Mahyudin mengutarakan hal tersebut usai menjenguk Setnov saat masih dirawat di RS Medika Pertama Hijau, Jakarta, Jumat (17/11).
"Beliau juga katakan tak bisa mengingat kejadian yang sebenarnya. Dia juga lupa," ucap Mahyudin di RS Medika Permata Hijau, Jakarta, Jumat (17/11).
"Beliau kan punya penyakit.
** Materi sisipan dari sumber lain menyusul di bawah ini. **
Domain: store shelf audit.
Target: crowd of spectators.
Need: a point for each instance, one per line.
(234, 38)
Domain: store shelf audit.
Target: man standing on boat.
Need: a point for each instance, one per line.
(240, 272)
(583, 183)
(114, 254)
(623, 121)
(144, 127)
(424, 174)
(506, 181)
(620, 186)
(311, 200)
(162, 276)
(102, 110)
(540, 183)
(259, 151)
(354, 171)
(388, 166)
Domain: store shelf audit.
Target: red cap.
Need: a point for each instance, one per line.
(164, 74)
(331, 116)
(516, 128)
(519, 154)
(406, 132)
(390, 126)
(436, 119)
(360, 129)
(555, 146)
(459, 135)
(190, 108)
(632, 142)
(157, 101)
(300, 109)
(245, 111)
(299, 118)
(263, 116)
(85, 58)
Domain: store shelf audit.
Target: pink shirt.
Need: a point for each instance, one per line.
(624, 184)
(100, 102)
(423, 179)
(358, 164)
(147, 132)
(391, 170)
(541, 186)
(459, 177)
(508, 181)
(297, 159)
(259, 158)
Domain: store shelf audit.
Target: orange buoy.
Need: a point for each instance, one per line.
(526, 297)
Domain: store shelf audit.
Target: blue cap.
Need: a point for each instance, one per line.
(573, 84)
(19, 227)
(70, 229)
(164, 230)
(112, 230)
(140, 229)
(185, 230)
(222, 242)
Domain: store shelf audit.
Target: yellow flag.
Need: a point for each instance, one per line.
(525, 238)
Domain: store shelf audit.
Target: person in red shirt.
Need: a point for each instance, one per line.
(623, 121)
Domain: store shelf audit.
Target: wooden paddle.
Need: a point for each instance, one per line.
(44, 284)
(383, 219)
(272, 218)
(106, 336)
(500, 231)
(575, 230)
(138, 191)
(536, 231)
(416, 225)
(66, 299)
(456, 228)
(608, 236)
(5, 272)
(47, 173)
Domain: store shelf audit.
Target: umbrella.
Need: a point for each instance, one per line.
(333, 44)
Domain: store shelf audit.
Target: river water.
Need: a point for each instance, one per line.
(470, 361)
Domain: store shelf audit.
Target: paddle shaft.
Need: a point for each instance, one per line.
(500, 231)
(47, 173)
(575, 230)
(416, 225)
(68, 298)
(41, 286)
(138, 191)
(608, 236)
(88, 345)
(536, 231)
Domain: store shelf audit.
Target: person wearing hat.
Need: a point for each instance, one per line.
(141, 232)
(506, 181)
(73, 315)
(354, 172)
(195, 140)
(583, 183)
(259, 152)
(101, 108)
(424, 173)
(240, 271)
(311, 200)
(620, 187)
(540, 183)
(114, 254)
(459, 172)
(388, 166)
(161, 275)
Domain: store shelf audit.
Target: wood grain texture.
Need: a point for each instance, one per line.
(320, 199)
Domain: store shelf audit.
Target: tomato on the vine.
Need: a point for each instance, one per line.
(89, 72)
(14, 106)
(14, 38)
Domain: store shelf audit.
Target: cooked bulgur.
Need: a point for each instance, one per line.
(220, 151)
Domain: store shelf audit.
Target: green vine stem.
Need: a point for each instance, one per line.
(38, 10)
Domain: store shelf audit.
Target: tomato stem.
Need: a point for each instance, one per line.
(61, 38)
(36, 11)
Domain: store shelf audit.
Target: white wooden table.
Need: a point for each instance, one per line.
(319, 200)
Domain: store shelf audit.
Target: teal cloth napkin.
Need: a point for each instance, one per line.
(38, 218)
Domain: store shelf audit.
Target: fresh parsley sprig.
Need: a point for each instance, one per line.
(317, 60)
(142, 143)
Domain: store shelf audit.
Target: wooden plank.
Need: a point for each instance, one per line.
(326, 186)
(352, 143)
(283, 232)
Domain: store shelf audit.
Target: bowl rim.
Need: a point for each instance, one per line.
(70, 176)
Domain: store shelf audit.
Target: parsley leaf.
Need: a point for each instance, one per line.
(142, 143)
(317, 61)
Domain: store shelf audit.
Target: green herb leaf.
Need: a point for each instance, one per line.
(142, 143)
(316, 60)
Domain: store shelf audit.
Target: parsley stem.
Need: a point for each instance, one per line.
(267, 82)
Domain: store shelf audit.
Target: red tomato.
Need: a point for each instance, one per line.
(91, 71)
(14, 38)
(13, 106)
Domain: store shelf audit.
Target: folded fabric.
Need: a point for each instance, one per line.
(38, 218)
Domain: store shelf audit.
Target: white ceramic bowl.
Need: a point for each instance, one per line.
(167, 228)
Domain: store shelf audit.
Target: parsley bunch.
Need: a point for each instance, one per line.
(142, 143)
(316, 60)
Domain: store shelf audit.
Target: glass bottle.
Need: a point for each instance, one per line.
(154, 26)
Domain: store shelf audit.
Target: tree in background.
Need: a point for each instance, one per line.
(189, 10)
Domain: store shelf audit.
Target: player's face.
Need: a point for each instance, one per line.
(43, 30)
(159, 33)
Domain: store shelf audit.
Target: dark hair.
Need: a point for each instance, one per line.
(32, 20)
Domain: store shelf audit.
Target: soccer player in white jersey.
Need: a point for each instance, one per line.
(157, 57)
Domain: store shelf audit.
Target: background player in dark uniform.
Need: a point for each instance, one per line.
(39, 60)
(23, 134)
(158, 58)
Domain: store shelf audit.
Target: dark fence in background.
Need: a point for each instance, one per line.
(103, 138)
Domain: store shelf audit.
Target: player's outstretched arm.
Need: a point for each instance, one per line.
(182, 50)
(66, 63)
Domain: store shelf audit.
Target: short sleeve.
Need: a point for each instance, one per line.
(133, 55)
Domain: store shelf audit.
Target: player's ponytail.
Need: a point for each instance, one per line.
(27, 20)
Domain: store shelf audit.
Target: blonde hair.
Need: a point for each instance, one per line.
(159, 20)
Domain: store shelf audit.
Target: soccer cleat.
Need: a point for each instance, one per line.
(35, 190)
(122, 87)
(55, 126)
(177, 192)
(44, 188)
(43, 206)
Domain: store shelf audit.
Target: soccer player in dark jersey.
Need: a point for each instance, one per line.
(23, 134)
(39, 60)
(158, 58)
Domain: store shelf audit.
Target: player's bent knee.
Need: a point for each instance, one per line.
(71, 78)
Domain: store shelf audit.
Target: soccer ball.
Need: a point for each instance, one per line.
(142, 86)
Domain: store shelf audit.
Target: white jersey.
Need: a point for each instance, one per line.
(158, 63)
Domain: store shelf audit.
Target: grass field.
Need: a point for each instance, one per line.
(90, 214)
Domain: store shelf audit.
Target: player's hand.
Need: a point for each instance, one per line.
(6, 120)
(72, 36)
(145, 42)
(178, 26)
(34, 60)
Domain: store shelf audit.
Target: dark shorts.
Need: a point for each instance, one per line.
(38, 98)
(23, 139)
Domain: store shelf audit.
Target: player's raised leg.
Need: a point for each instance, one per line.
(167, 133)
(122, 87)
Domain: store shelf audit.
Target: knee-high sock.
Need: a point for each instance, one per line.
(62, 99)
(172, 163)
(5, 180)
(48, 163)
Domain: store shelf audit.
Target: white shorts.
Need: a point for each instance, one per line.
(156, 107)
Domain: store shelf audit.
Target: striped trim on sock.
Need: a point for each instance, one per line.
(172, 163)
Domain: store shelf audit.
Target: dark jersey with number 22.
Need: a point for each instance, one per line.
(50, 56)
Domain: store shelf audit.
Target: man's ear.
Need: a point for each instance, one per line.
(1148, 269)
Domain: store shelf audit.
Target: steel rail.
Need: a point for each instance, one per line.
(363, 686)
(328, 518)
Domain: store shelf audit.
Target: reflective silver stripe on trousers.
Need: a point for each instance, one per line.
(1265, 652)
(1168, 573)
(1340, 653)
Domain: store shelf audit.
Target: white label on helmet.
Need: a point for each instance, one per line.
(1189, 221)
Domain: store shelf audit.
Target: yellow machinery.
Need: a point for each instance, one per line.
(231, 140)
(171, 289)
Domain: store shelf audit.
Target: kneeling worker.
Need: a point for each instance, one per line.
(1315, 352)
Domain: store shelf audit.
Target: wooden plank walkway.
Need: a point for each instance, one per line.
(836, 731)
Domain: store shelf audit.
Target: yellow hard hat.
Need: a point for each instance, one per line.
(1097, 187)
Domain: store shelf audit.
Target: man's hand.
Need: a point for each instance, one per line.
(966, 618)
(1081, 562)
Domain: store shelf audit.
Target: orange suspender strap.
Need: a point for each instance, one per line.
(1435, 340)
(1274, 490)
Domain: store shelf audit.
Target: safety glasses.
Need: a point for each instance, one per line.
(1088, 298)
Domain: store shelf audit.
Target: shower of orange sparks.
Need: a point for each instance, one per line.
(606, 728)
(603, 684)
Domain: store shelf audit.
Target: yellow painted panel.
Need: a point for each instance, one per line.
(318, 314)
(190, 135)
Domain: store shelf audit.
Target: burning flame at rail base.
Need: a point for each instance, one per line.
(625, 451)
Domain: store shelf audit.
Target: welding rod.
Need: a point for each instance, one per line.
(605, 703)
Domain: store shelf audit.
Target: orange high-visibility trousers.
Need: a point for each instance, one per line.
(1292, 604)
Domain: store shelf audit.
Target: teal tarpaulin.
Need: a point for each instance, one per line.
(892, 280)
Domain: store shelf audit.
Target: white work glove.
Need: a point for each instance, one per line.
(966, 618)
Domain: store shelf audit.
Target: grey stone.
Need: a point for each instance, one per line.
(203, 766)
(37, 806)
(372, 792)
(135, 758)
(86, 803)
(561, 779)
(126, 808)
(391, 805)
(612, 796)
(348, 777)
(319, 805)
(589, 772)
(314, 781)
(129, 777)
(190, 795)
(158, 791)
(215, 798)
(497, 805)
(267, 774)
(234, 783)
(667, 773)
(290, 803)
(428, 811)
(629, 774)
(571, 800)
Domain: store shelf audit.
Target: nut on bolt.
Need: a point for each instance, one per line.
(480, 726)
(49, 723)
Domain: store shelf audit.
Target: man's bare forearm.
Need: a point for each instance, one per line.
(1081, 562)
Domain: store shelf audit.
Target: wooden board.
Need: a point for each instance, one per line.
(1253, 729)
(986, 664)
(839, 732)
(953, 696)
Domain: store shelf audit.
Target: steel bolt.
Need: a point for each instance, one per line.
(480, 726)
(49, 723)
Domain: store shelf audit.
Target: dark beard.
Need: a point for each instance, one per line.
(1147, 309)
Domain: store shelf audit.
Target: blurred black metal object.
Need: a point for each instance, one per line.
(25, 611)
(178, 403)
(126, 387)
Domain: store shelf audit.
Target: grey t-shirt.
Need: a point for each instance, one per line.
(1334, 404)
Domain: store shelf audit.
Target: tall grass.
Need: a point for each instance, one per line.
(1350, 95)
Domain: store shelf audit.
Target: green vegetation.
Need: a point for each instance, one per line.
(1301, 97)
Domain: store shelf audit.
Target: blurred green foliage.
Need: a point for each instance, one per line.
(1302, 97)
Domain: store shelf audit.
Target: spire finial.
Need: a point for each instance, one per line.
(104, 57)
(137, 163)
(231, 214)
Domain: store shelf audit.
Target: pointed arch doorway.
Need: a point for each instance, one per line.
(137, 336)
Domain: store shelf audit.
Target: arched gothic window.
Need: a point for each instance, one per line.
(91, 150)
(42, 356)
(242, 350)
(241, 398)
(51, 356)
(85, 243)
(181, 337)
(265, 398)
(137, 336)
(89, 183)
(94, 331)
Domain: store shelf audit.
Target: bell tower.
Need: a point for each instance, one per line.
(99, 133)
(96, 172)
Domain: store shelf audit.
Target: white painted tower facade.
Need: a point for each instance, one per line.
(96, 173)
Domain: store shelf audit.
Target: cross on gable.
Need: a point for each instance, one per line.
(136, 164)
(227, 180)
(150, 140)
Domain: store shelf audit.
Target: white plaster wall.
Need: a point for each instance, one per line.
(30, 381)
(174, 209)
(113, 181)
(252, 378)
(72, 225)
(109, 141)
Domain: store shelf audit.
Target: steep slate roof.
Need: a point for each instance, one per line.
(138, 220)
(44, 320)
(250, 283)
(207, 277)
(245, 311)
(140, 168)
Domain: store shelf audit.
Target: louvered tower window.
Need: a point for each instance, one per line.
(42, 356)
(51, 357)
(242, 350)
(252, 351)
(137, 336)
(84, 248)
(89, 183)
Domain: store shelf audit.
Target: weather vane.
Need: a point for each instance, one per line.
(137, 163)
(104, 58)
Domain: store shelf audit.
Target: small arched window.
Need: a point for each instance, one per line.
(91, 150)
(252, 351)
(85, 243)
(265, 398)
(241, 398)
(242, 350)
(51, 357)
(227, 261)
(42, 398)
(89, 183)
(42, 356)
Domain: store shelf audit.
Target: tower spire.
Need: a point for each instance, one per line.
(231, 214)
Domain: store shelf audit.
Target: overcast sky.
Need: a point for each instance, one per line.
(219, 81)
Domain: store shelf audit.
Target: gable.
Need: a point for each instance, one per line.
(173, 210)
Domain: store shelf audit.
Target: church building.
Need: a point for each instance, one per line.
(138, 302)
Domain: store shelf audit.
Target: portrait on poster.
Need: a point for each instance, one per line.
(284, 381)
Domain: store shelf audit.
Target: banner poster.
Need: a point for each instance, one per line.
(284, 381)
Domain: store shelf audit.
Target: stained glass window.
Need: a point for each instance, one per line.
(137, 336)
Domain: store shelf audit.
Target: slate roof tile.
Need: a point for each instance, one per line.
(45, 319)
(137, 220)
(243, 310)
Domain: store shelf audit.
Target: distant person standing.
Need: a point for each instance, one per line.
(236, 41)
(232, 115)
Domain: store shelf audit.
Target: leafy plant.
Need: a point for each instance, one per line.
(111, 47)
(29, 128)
Mungkin kalau tidur kurang oksigen," kata Mahyudin.
Sebelumnya, dokter yang merawat Setnov, Bimanesh Sutarjo mengaku belum bisa mengidentifikasi potensi terburuk dari cedera yang dialami Setnov.
Dia mengamini bahwa Setnov mengalami cedera cukup serius di bagian kepala sehingga perlu diopname. Akan tetapi, Bimanesh belum bisa menyimpulkan apakah Setnov bakal terkena amnesia atau tidak.
"Masih observasi dulu. Baru sehabis itu dikeluarkan keterangan medis," kata Bimanesh.
Terlebih, observasi juga dilakukan dengan melibatkan lebih dari satu dokter. Bimanesh mengatakan dokter jantung dan saraf juga turut memeriksa Setnov.
Hal itu, pertama, karena jantung Setnov pernah dioperasi. Kedua, karena luka yang dialami Setnov ada di bagian di kepala.